With Royal Bank of Scotland Group (LSE: RBS) (NYSE: RBS.US) reporting profits up last week in its preliminary half-time results, it’s tempting to ask whether the firm is an attractive investment vehicle for capital growth.
Tempting it might be, but as with most temptation, the notion is probably best avoided.
Bumpy times ahead
On the surface, headline figures look good. The firm expects profit before tax to be £2,652 million for the first half of 2014, up around 93% from the £1,374 million achieved at half time in 2013. Operating profit at £2,601 million is up about 267% from the £708 million reached a year ago.
It’s enough to set the heart a flutter. Surely Royal Bank of Scotland has put its troubles behind and morphed into a sparkling new grower set to shoot the lights out for investors on capital growth? Not so fast, cautions the firm’s own CEO. Royal Bank of Scotland has its hands full managing down what he describes as a slate of legacy issues including significant conduct and litigation matters that will likely hit profits going forward. Despite two good quarters, bumps in the road remain, and no one at the bank is complacent about the challenges ahead, he reckons.
Back to a new normal
A bounce back in profits doesn’t presage a new growth era for Royal Bank of Scotland. Profits need to be up, the firm posted dire losses for years. The financial record on profits speaks for itself:
Year to December | 2009 | 2010 | 2012 | 2013 | 2014 |
Operating profit (£m) | (2,647) | (469) | (1,190) | (5,277) | (8,243) |
It seems that second-half losses overwhelmed 2013’s first-half profit and that could easily happen again this year. Royal Bank of Scotland continues its restructuring and unwinding of inflated asset positions, and those conduct and litigation issues could bite hard too.

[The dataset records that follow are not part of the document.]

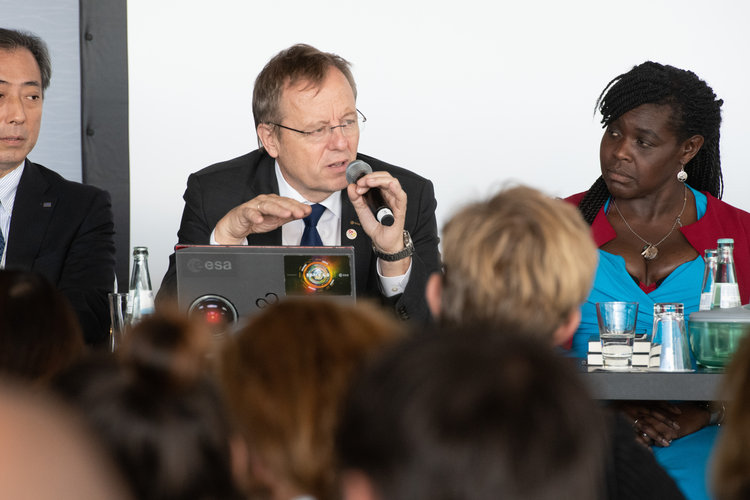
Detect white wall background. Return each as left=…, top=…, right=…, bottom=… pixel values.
left=128, top=0, right=750, bottom=287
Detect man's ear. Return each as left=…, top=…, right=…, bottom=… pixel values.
left=552, top=307, right=581, bottom=346
left=341, top=470, right=378, bottom=500
left=255, top=123, right=279, bottom=158
left=424, top=273, right=443, bottom=319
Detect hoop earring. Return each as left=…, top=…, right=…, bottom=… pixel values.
left=677, top=165, right=687, bottom=182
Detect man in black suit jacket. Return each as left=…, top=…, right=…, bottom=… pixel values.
left=158, top=45, right=440, bottom=320
left=0, top=29, right=115, bottom=345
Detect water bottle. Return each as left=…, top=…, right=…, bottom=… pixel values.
left=698, top=248, right=719, bottom=311
left=128, top=247, right=154, bottom=324
left=711, top=238, right=742, bottom=309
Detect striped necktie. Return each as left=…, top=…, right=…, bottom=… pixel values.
left=300, top=203, right=326, bottom=247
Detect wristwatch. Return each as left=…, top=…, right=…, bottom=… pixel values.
left=372, top=229, right=414, bottom=262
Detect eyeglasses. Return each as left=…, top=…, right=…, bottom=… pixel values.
left=269, top=110, right=367, bottom=142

Yet, city forecasters have around £4,378 million of pre-tax profit pencilled in for full-year 2014 followed by a 16% uplift the year after. That’s the new normal for Royal Bank of Scotland and, at today’s share price around 364p, means the shares trade on a forward P/E multiple of around 16 for the current year, falling to around 13.5 for 2015.
That’s not cheap, particularly when we consider the cyclicality inherent in the banking sector. Forward-looking markets tend to compress P/E ratings of cyclical companies as macro-economic cycles unfold, in anticipation of the next profit collapse. That’s a powerful current working against capital growth for investors in Royal Bank of Scotland right now, and the continuing absence of a dividend makes matters worse.
Credit-crunch hangover
The affects of cyclicality on share prices and underlying business performance can be hard to predict. Royal Bank of Scotland crashed hard with the last down-dip and now battles to shrink its pre-credit crunch balance sheet that bubbled up to a highly geared £800 billion or so.
The hangover of unwinding such an over-pumped asset position continues to pound. For example, cash performance struggles and the asset base shrinks:
Year to December | 2009 | 2010 | 2011 | 2012 | 2013 |
Net cash from operations (£m) | (992) | 19,291 | 3,325 | (45,113) | (30,631) |
Net assets (£m) | 94,631 | 76,851 | 76,053 | 70,448 | 59,215 |
Headline profit figures might sound tempting just now, but I want to see what’s happening in the ‘real’ indicators of business worth: cash and assets. We’ll be able to measure progress when Royal Bank of Scotland releases its full-year results around the end of February 2015.
What now?
Royal Bank of Scotland’s cyclicality rules the firm out as a growth investment for me.